An extractor's state extra holds a path to a state file (relative to the project directory) to be provided to the extractor when it is run as part of a pipeline using meltano elt.

If a state path is not set, the state will be looked up automatically based on the ELT run's State ID.

While this extra can be managed using meltano config or environment variables like any other setting, a state file is typically provided using meltano elt's --state option.

How to use

Manage this extra:

meltano.yml
terminal
env

extractors:
- name: tap-gitlab
  state: extract/tap-gitlab.state.json

meltano config <extractor> set _state <path>

meltano elt <extractor> <loader> --state <path>

# For example:
meltano config tap-gitlab set _state extract/tap-gitlab.state.json

meltano elt tap-gitlab target-jsonl --state extract/tap-gitlab.state.json

export <EXTRACTOR>__STATE=<path>

# For example:
export TAP_GITLAB__STATE=extract/tap-gitlab.state.json

`use_cached_catalog` extra

Setting: _use_cached_catalog
Environment variable: <EXTRACTOR>__USE_CACHED_CATALOG, e.g.
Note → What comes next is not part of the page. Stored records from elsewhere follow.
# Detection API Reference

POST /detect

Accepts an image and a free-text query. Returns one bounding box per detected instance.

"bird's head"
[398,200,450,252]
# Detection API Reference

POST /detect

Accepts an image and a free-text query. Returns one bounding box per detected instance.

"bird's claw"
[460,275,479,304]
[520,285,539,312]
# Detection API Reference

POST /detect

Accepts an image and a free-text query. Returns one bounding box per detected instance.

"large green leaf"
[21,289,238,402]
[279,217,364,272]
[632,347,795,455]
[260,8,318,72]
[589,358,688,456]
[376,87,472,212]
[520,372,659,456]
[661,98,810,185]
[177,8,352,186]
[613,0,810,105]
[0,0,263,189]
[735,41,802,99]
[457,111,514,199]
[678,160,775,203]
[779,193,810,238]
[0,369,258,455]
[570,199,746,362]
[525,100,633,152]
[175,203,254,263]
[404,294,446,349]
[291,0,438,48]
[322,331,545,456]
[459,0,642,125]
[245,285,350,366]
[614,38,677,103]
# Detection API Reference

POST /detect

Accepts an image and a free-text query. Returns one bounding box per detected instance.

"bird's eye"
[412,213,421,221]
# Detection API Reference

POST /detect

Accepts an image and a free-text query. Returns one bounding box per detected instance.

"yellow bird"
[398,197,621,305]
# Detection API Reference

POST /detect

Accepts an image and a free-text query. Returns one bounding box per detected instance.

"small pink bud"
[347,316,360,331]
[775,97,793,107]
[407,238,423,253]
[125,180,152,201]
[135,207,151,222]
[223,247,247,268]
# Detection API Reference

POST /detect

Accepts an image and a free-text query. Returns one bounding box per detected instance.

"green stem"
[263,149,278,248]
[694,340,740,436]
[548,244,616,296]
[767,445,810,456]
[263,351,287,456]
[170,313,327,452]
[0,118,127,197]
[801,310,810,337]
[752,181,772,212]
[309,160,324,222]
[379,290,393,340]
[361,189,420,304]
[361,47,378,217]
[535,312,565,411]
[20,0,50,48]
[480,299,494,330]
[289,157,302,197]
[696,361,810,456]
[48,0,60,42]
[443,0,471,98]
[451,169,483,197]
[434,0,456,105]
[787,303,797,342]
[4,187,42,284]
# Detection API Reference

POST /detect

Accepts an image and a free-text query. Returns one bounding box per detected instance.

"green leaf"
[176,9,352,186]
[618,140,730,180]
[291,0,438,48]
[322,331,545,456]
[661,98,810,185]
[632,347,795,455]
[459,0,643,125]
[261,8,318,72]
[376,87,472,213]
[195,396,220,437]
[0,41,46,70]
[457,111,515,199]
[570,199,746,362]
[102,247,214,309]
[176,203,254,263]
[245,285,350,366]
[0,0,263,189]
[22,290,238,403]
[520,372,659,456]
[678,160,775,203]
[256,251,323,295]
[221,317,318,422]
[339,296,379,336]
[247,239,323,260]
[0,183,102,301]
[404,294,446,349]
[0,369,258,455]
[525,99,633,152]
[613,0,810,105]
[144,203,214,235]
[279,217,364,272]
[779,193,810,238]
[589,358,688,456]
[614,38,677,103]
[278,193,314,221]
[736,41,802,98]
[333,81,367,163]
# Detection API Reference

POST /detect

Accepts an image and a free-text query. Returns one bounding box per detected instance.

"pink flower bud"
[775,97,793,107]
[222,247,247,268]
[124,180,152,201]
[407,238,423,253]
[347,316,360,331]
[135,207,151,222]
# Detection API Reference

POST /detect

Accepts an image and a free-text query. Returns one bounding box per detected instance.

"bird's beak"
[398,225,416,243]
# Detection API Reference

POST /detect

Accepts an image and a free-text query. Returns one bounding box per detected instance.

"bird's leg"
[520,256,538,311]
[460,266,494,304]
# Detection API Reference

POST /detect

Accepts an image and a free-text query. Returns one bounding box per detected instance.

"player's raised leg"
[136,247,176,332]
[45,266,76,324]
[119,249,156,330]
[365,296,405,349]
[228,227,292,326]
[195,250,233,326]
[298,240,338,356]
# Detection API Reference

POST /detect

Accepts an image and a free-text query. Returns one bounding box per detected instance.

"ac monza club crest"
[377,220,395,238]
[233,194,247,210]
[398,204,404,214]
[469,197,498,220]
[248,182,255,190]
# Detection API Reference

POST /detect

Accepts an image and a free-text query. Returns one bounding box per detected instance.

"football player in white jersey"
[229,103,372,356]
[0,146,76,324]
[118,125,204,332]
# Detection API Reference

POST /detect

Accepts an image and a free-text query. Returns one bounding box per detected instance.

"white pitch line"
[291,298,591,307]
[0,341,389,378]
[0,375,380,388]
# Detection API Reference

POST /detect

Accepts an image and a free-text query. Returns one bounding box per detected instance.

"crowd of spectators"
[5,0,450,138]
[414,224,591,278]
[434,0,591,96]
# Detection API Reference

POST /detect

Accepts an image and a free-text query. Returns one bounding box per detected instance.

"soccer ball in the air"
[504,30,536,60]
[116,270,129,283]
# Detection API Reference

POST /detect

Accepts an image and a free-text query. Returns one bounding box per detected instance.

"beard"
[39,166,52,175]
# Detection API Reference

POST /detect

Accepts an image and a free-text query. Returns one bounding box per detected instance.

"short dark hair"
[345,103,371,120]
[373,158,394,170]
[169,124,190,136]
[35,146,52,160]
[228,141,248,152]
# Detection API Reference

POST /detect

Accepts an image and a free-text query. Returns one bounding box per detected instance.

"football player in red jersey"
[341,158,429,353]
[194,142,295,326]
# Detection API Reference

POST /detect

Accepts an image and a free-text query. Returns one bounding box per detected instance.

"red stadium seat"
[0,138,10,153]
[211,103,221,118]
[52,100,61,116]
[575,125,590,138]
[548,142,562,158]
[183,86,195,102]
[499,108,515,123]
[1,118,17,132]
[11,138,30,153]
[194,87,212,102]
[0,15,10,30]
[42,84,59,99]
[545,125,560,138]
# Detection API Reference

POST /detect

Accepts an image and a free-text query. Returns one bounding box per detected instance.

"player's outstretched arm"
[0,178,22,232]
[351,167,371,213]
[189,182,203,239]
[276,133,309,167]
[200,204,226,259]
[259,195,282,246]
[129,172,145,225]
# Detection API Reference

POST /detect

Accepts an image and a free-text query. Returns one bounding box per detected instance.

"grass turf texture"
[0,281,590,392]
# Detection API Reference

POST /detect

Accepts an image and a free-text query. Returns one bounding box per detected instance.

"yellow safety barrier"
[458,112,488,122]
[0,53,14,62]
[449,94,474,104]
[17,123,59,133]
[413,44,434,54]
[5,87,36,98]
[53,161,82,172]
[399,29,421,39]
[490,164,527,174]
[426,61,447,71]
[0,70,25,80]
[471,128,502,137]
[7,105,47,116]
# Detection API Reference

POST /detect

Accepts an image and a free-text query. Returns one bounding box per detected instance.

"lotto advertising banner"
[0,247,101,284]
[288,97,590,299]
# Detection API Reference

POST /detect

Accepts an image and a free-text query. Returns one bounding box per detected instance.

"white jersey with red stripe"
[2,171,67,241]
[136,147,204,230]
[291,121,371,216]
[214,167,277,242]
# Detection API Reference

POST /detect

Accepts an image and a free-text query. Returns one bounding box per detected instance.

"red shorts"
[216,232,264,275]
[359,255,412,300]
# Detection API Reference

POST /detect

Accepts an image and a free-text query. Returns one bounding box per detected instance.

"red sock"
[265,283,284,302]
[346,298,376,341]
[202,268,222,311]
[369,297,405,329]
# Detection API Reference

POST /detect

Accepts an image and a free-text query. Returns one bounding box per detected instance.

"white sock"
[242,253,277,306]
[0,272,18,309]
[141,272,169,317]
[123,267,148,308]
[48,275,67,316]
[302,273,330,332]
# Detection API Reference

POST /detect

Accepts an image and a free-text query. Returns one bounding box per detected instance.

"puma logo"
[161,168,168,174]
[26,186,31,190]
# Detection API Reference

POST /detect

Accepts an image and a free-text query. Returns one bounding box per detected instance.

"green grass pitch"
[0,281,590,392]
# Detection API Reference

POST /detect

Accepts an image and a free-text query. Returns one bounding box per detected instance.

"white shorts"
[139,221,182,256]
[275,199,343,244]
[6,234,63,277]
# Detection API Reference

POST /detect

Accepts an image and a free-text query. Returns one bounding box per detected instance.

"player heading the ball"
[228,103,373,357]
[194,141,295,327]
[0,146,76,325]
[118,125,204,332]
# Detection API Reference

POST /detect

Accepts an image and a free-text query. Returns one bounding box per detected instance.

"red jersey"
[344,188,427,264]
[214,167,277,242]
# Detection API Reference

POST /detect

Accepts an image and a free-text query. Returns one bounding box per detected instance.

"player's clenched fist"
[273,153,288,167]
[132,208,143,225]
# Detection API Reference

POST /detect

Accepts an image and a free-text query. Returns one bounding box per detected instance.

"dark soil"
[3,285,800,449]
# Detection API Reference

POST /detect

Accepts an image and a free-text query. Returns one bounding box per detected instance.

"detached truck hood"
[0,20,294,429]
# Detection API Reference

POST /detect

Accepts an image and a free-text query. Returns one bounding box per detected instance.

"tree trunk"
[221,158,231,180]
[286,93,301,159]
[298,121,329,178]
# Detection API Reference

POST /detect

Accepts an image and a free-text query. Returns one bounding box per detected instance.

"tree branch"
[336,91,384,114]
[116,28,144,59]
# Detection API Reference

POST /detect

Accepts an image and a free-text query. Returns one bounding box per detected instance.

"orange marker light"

TAP_GITLAB__USE_CACHED_CATALOG
Default: True

An extractor's use_cached_catalog extra is a boolean flag that, when set to False, disables the use of a cached catalog file during the extractor's discovery process. By default, Meltano will cache the catalog file generated by an extractor to speed up subsequent runs. However, if the extractor's schema has changed in a way that would affect discovery output, you may want to bypass the cache to ensure the latest catalog is used.

Setting this extra to False forces the extractor to perform discovery and generate a new catalog file every time it runs, which can be useful during development or when an extractor supports dynamic catalog discovery, such as in tap-salesforce.

How to use

Manage this extra:

meltano.yml
terminal
env

extractors:
- name: tap-gitlab
  use_cached_catalog: false

meltano config <extractor> set _use_cached_catalog false

# For example:
meltano config tap-gitlab set _use_cached_catalog false

export <EXTRACTOR>__USE_CACHED_CATALOG=false

# For example:
export TAP_GITLAB__USE_CACHED_CATALOG=false

Loaders

Loaders are pip packages used by meltano elt as part of data integration. They are responsible for loading extracted data into arbitrary data destinations: databases, SaaS APIs, or file formats.

Meltano supports Singer targets: executables that implement the Singer specification.

To learn which loaders are discoverable and supported out of the box, refer to the Loaders page.

Extras

Loaders support the following extras:

dialect

`dialect` extra

Setting: _dialect
Environment variable: <LOADER>__DIALECT, e.g. TARGET_POSTGRES__DIALECT
Default: $MELTANO_LOADER_NAMESPACE, which will expand to the loader's namespace. Note that this default has been overridden on discoverable loaders, e.g. postgres for target-postgres and snowflake for target-snowflake.

A loader's dialect extra holds the name of the dialect of the target database, so that transformers in the same pipeline can determine the type of database to connect to.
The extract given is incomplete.